Он касался рук и лбов, вглядывался в изуродованные смертью лица. Одних легко было узнать, от других хотелось отшатнуться. Здесь были не только его однополчане. Истопник сидел у коновязи, нелепо скособочившись влево. У ступеней подвала лицом вниз распростерся конюх с разбитой головой. Но Годелот шел дальше и дальше, не зная, ищет ли он отца или же наипаче всего боится его найти. Он гнал от себя мысль, что придется войти в замок. Молчаливый склеп, чернеющий пустыми глазницами окон, наводил на него отчаянный страх.

Вдруг черное пятно, лишенное латного блеска, привлекло внимание кирасира, и он бросился к крыльцу, перепрыгивая через лежащее на ступенях обугленное бревно, еще красноватое от не выстывшего жара.

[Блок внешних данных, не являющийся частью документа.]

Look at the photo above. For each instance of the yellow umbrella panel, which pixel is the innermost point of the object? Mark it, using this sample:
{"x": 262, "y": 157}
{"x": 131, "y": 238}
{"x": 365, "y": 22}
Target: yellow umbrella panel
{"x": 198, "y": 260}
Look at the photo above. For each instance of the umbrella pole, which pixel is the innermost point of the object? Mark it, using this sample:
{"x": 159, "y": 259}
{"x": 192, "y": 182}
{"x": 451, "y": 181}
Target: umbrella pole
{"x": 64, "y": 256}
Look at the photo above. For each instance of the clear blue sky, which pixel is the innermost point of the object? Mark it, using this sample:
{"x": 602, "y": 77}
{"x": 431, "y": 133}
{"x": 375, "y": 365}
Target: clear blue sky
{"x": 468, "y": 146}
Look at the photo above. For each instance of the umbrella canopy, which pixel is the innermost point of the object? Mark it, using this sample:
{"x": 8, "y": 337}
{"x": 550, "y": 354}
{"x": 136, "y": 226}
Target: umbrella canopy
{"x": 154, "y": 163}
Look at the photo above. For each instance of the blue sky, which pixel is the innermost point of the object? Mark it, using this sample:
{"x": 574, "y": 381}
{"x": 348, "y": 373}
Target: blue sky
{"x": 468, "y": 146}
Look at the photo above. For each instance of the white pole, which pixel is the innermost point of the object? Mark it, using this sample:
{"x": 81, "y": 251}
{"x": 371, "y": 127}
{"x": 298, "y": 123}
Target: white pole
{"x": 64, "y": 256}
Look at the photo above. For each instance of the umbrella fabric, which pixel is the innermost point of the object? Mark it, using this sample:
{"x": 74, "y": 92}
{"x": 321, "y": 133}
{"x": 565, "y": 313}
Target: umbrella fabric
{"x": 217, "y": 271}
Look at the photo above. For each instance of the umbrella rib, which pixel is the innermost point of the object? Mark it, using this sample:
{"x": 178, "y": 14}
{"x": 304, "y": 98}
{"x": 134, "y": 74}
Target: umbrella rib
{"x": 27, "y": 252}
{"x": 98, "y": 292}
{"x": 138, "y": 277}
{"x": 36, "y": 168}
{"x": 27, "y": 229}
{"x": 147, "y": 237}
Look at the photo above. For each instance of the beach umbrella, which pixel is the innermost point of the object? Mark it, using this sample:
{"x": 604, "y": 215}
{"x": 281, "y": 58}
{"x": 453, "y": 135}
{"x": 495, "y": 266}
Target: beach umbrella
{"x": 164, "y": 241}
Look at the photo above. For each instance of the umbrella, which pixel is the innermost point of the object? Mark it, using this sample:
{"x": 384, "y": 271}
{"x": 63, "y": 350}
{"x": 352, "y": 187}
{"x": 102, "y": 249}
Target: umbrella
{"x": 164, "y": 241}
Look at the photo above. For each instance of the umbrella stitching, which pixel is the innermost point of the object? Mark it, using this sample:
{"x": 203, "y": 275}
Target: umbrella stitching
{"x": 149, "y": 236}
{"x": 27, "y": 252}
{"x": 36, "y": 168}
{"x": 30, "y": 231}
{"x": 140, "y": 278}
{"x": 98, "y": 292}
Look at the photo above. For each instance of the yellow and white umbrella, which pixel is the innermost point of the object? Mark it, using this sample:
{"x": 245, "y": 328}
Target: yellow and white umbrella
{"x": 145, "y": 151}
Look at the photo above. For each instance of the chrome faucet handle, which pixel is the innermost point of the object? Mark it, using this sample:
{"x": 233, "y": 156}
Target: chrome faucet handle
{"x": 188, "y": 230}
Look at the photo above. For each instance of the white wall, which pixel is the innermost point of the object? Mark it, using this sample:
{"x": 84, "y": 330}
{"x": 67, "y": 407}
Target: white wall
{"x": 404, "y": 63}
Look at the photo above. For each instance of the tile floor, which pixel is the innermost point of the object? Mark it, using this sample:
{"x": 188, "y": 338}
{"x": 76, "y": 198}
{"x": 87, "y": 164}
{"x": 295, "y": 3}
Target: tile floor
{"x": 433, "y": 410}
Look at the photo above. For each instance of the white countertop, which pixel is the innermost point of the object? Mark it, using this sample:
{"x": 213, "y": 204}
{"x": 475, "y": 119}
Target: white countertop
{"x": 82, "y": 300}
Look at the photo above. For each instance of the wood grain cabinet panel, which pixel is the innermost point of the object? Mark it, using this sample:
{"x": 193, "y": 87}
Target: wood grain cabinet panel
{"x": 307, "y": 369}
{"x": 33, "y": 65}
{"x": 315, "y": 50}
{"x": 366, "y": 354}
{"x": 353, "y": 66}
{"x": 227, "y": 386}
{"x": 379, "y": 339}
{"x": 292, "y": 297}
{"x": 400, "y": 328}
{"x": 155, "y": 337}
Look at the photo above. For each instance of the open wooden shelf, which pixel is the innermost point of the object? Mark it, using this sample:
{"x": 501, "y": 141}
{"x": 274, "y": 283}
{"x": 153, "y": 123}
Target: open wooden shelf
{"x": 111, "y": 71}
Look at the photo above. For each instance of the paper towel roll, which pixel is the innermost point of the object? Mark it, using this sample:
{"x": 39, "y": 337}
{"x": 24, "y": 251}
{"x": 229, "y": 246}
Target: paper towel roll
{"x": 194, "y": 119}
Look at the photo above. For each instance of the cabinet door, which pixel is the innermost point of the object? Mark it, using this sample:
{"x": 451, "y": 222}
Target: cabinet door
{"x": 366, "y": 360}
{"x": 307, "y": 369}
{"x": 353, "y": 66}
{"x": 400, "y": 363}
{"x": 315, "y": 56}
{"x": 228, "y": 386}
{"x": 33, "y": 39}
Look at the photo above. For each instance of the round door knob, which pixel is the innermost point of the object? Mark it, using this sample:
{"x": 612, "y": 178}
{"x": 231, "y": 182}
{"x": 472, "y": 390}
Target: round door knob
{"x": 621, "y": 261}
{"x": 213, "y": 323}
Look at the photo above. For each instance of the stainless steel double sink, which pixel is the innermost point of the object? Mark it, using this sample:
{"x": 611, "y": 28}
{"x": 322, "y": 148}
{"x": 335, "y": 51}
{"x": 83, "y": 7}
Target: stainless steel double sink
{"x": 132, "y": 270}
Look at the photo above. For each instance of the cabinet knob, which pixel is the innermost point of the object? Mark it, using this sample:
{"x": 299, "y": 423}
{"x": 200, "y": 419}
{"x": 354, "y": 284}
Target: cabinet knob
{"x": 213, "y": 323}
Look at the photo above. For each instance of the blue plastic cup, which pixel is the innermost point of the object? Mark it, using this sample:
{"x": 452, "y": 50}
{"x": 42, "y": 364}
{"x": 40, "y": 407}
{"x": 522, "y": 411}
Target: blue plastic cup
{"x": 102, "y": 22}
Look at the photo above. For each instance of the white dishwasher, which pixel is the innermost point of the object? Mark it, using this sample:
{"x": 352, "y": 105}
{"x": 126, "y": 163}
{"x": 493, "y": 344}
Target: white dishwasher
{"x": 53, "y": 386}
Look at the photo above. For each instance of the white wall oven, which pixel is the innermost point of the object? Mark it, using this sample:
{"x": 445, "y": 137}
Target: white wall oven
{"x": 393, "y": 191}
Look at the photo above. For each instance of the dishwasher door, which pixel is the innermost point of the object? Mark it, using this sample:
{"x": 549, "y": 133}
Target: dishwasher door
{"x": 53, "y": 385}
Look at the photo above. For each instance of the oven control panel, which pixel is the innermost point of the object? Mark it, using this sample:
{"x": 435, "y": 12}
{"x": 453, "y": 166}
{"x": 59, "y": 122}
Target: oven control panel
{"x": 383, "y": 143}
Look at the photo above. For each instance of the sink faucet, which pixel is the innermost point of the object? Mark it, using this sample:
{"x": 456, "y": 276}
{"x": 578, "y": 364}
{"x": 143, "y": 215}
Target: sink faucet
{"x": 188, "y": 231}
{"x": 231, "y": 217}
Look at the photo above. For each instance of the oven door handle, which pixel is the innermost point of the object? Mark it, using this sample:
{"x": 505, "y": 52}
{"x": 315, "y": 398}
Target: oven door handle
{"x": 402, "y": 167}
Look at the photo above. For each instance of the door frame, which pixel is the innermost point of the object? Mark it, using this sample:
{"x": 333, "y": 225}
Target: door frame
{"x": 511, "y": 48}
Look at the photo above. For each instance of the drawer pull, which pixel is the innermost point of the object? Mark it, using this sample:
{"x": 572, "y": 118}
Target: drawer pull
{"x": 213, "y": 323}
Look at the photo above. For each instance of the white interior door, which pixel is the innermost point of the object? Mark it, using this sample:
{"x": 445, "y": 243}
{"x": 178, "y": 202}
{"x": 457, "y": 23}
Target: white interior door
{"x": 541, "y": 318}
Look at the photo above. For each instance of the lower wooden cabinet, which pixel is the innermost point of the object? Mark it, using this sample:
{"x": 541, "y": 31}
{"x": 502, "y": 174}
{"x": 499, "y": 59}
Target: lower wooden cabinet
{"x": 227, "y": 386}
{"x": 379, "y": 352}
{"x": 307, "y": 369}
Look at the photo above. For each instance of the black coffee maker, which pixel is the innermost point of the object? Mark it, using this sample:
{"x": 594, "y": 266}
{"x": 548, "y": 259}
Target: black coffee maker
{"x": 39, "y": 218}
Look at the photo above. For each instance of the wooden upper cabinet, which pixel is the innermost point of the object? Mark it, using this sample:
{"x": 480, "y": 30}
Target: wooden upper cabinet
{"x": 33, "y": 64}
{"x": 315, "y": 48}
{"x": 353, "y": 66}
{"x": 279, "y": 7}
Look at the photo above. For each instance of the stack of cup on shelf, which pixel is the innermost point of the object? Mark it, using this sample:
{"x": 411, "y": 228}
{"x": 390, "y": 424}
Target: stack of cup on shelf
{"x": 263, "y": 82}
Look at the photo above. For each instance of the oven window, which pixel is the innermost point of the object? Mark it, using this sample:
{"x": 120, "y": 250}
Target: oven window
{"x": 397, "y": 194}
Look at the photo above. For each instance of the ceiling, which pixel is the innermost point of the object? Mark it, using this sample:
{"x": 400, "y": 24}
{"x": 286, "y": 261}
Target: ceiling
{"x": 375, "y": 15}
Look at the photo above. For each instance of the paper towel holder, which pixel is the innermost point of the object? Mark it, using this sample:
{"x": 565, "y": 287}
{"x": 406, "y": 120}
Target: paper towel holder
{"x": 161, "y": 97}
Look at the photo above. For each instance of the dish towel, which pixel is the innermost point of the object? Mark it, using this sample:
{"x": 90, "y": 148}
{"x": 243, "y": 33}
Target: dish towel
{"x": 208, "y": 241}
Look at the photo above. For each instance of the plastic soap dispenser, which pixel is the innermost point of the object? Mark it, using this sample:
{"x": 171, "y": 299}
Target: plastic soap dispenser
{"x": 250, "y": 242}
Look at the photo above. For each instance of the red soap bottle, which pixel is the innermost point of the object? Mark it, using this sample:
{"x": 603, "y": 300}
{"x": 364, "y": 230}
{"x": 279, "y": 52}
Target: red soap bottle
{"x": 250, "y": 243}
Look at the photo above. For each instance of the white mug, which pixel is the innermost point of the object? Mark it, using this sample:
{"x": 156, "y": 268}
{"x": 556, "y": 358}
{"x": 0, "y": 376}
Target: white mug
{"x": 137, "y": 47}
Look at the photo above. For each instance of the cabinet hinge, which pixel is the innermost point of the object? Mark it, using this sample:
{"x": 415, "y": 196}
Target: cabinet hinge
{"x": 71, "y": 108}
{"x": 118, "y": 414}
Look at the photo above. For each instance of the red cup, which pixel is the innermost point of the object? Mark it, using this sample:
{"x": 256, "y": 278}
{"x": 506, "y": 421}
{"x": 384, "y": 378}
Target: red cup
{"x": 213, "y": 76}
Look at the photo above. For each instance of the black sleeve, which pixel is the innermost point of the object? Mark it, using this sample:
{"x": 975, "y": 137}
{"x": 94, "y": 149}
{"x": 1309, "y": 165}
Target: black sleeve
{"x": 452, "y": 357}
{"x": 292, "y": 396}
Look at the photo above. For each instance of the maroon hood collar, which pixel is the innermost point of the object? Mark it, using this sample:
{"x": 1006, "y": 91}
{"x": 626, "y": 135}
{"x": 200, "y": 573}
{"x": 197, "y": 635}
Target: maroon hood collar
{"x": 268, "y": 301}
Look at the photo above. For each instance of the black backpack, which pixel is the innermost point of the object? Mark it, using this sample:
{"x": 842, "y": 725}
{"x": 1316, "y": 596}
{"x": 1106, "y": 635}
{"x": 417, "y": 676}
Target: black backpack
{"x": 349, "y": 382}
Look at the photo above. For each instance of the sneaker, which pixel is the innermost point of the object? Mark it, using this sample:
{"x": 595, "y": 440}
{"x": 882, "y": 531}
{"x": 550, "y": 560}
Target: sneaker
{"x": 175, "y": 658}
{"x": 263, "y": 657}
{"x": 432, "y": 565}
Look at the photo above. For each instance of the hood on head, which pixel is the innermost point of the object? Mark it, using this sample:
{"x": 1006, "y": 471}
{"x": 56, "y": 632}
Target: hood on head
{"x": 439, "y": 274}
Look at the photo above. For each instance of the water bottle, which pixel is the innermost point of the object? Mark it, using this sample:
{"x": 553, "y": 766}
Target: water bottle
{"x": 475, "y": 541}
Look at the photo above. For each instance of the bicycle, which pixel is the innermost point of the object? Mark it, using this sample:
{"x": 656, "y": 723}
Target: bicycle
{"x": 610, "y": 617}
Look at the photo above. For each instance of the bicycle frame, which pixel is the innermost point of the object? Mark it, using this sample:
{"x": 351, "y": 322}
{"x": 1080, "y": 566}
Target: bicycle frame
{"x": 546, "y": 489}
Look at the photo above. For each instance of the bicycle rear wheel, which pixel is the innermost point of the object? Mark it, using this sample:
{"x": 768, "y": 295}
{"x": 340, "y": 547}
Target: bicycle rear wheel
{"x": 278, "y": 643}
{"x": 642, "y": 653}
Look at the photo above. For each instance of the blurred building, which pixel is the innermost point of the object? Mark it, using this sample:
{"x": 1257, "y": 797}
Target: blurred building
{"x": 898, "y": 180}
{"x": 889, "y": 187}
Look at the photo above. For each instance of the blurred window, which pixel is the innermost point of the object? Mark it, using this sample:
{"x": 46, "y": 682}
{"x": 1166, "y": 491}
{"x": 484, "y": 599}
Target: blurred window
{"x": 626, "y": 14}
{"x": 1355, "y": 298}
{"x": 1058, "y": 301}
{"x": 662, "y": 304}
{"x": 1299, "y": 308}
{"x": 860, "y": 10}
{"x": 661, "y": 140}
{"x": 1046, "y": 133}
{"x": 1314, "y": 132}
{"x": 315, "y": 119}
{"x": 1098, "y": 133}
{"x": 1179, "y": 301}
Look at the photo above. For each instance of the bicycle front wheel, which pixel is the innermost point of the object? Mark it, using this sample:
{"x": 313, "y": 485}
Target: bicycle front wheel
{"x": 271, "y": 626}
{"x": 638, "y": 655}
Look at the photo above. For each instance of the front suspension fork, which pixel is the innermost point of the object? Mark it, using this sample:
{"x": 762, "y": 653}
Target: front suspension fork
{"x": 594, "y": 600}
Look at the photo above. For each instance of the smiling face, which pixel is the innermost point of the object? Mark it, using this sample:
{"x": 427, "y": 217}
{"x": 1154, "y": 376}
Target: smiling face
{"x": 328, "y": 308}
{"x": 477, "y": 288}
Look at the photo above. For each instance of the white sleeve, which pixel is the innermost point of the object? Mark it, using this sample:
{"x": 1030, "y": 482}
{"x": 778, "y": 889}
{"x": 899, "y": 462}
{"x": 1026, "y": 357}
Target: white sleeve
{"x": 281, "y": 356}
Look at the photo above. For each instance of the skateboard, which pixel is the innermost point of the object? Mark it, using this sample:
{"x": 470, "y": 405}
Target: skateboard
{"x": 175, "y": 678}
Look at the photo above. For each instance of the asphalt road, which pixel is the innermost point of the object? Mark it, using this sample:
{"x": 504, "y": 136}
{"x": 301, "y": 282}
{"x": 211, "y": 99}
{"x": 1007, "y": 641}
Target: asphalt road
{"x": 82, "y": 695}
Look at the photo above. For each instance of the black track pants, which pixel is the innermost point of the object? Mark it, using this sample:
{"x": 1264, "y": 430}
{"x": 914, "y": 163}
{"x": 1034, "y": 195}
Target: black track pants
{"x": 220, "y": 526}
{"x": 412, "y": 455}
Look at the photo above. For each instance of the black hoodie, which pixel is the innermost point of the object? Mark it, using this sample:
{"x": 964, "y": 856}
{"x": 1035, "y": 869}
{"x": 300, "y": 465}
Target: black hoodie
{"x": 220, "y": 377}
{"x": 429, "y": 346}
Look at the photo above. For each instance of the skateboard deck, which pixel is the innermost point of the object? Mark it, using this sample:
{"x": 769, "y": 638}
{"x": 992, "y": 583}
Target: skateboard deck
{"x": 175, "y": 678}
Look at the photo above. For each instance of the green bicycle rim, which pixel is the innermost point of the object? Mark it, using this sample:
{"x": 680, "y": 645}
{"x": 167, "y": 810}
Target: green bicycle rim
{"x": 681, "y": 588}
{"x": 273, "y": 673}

В проеме дверей лежал отец Альбинони, графский духовник. Отчего-то птичья гнусь пощадила его, и пожилой священник покойно глядел в потемневшую притолоку тусклыми черными глазами. Годелот коснулся пыльной рясы, жесткой от запекшейся крови. Один, два, три… Одиннадцать ран… Господи милосердный, за что так люто могли ненавидеть этого кроткого седого человека? За какие грехи истыкали клинками, словно вымещая на нем страшные обиды? Чувствуя, как жжет сухие глаза, шотландец накрыл рукой сжатый кулак пастора, будто прося последнего благословения.

И тут Годелот нащупал витой шнур от нательной ладанки, стиснутый в кулаке. Кирасир потянул за шелковые нити, пытаясь высвободить шнур из окоченевших пальцев.

Он заберет ладанку и сохранит ее, он поедет в Венецию, обратится к епископу, нужно будет – и он дойдет до самого дожа, чтоб просить кары для тех, кто разорил графство. Медленно, виток за витком, шнур высвобождался из мертвой руки. Вот показалось блестящее металлическое ушко, и из складок рукава пастора нехотя выскользнул продолговатый цилиндр из почерневшего серебра, покрытый мелкой гравировкой. За ним наземь с легким звоном скатились два старинных перстня и часы. Пастор держал драгоценности в руках. Похоже, он пытался откупиться от своих палачей.